What haven't I thought to ask?
The book will focus on fundamentals of strength training and explain the science of why particular types of training produce the results we are looking for. The book will contain the building blocks of a successful program. I'm not going to prescribe a very specific program or follow any fads.
The question I've been asked most often is: what the difference is between a more well known (general) strength training book and what I'm working on?
Here is my answer:
My objective is to condense a lot of knowledge on strength training and conditioning, as it relates to weapon martial arts and combat sports, and put it all in one place.
For starters, the basic book on strength training that forms the foundation of my education in the topic is a college level textbook. It's over 400 pages and written as densely as any other biology textbook. But most of it is way more than a fighter needs to know to train well. And it's not at all complete.

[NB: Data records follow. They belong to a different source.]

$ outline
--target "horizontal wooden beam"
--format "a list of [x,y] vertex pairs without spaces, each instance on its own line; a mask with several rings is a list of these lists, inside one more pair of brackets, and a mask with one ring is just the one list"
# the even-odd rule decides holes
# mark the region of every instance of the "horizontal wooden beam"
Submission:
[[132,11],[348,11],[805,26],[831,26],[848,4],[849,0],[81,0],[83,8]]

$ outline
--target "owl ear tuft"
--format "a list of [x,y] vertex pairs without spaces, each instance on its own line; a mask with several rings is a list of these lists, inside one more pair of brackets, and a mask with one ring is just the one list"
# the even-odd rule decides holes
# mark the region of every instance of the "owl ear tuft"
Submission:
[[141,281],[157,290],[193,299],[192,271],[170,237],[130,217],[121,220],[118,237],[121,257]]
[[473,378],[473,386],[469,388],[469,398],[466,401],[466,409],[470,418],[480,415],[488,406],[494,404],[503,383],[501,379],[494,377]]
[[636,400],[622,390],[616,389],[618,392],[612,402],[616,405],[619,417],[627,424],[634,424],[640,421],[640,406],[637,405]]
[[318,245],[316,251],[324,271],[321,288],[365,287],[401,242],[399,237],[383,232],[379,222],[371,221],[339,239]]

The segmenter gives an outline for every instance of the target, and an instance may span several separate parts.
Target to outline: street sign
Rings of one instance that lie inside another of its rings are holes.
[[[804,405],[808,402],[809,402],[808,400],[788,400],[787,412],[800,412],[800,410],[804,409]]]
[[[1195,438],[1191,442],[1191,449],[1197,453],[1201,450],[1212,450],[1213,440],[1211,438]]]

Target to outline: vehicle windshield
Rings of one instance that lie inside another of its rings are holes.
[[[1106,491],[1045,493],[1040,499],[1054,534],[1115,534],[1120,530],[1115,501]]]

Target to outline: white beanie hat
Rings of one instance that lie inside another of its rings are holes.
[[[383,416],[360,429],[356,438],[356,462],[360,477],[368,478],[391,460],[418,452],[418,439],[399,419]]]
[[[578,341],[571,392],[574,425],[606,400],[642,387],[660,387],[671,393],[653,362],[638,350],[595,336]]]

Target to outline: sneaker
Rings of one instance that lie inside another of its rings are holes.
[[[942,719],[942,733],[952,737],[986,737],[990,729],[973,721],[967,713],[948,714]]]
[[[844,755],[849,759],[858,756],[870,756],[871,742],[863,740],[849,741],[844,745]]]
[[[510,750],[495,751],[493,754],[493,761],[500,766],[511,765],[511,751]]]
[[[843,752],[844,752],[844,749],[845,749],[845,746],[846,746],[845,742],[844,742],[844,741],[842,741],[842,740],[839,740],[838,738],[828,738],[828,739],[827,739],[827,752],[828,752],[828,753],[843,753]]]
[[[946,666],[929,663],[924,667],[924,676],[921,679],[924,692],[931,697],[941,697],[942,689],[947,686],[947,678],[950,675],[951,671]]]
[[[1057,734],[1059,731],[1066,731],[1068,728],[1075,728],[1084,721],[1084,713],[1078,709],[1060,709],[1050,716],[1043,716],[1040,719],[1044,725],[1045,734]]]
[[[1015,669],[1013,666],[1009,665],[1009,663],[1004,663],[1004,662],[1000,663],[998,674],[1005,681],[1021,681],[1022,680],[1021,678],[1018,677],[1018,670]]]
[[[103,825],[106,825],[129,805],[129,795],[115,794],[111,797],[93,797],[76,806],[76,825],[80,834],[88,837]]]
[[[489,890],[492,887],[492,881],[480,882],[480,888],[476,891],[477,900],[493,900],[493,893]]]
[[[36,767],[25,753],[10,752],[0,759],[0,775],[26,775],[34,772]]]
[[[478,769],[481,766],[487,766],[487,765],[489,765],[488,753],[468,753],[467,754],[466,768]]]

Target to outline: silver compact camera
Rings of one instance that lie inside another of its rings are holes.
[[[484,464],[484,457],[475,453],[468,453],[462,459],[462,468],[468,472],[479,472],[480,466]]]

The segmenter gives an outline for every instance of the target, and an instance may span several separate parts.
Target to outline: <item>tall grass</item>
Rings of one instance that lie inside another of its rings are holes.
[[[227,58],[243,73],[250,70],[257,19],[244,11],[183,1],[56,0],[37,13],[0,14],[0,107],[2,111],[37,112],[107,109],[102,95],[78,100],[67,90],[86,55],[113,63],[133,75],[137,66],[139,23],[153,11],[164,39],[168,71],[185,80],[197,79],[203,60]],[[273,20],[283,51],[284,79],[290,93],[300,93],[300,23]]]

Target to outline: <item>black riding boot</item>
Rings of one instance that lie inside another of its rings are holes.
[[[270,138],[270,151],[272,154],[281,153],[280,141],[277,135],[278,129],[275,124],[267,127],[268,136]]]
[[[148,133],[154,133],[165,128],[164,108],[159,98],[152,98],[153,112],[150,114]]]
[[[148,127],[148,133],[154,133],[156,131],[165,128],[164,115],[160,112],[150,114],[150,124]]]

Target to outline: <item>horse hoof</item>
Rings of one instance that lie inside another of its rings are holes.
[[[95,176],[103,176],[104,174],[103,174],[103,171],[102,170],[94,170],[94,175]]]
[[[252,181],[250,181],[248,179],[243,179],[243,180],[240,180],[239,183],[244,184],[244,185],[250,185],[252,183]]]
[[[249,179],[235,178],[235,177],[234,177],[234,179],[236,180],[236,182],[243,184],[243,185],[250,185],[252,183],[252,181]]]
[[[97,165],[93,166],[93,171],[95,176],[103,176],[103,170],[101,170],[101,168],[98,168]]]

I supplement this with several other books and research that covers upper body power development. Taking the relevant exercises from a comprehensive book on power development and putting them in one place. Then I do the same for agility books and research. And for cardiovascular conditioning.
My library also includes a stack of peer reviewed journals, so I'll be including up-to-date information on emerging modes like: mixed intensity interval training, repeated sprint and repeated effort training and rate of force development training. And the point is not that any of these is a fad, but that each of these is supported by numerous studies demonstrating consistent, useful results.
If somebody already has a general purpose book on strength training do they need to have my book? No. But I would hope that I can refine that persons training. Maybe fill in some gaps. Expand it to address previously under-served aspects of training.